Historic Church statements regarding the Inquisition and the Holocaust (Hatzofeh, 10/11/00; Haaretz, 12/11/00)

The first article in a daily Ultra-orthodox paper, tells of an interreligious conference in Lisbon, Portugal, called “Oceans of Peace.” During the event, a march ledby the various religious leaders participating in the conference was planned to take place. The leaders of the Jewish community in Lisbon contacted the twelve rabbis participating in the conference and requested that they refuse to take part in the march, since “Memorial Square” from which the march was supposed to proceed, was the location of the burning at the stake of 14 Jewish people during the Inquisition.

The rabbis then brought the issue before the chairman of the convention.
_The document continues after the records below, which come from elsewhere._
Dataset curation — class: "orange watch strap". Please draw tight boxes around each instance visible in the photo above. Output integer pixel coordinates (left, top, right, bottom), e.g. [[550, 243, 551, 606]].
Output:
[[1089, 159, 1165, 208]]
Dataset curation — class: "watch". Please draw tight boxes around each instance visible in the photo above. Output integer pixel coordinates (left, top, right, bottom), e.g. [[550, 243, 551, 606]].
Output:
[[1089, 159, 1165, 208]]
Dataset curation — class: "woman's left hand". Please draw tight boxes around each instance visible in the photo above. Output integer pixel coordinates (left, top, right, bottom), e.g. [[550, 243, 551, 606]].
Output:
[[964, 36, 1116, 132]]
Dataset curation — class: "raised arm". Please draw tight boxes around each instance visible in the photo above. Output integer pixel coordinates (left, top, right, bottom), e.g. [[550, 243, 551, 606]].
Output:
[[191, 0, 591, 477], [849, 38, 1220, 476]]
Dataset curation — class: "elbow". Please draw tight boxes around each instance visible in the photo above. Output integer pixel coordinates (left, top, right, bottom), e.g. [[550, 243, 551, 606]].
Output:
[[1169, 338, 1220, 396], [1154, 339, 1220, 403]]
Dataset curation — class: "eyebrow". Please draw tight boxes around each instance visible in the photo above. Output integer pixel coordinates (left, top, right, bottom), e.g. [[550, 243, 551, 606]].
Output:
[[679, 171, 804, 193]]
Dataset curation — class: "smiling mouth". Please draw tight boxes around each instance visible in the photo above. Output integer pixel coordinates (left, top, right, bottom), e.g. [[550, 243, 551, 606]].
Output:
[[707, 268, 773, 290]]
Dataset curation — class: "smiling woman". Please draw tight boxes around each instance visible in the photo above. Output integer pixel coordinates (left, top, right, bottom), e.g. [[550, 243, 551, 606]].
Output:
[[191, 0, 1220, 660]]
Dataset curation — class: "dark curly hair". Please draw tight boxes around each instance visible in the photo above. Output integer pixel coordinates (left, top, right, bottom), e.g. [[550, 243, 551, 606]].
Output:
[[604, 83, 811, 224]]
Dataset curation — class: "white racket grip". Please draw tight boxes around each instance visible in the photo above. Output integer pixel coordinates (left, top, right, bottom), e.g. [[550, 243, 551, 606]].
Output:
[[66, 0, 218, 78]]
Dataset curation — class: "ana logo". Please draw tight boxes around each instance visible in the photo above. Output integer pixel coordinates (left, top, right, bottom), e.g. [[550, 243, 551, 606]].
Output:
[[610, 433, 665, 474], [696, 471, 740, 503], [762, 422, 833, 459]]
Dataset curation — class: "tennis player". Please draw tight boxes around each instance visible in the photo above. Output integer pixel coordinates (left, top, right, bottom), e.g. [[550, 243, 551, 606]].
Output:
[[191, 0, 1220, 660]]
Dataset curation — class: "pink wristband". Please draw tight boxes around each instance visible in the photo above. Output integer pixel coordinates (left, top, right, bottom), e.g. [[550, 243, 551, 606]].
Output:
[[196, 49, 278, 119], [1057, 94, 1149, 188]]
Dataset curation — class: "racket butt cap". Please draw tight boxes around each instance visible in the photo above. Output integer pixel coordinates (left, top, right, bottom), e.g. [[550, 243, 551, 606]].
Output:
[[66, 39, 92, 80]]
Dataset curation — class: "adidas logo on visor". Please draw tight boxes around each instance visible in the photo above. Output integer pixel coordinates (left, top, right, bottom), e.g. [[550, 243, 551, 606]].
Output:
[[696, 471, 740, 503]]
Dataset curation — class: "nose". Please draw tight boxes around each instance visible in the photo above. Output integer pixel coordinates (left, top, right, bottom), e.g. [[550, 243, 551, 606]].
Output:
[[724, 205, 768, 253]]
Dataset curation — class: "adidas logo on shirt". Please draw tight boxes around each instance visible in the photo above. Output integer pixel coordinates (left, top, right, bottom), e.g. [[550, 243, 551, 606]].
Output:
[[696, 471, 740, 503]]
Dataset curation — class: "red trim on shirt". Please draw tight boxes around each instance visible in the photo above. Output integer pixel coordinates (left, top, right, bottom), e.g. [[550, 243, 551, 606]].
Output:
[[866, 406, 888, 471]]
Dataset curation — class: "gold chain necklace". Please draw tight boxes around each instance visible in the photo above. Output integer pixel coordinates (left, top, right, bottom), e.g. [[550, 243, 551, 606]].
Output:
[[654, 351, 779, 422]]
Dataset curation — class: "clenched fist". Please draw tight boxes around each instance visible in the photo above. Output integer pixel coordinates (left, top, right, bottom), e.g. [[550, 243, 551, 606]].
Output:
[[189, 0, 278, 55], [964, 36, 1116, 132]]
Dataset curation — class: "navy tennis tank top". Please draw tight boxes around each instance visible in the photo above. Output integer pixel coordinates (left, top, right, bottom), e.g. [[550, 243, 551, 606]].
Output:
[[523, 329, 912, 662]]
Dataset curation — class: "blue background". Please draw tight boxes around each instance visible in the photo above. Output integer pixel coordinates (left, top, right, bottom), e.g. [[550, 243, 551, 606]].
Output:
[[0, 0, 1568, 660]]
Much to their surprise, the Catholic patriarch of Lisbon, after discussing the matter with the Vatican, suggested that he would take advantage of this opportunity, and request the pardon of the Jewish people for the persecution that took place during the Inquisition, at that particular square.

The second article reported that on November 10 in Braunshweig, Germany,  the German Lutheran Church confessed to its part in the Holocaust, and called its 27 million members to turn over a new leaf in their relationships with the Jewish community.

At this convention of Lutheran leaders, the Lutheran Church declared that it was guilty not only of silence and refraining from action during the Nazi regime, but was guilty also of the disaster-impregnated traditions of alienation and hostility towards Jews that helped in preparing the way for the Holocaust. Lutheran leaders encouraged members of their church to join in the struggle against the surge of violence and hate which has recently been directed at Jews, foreigners and other minorities.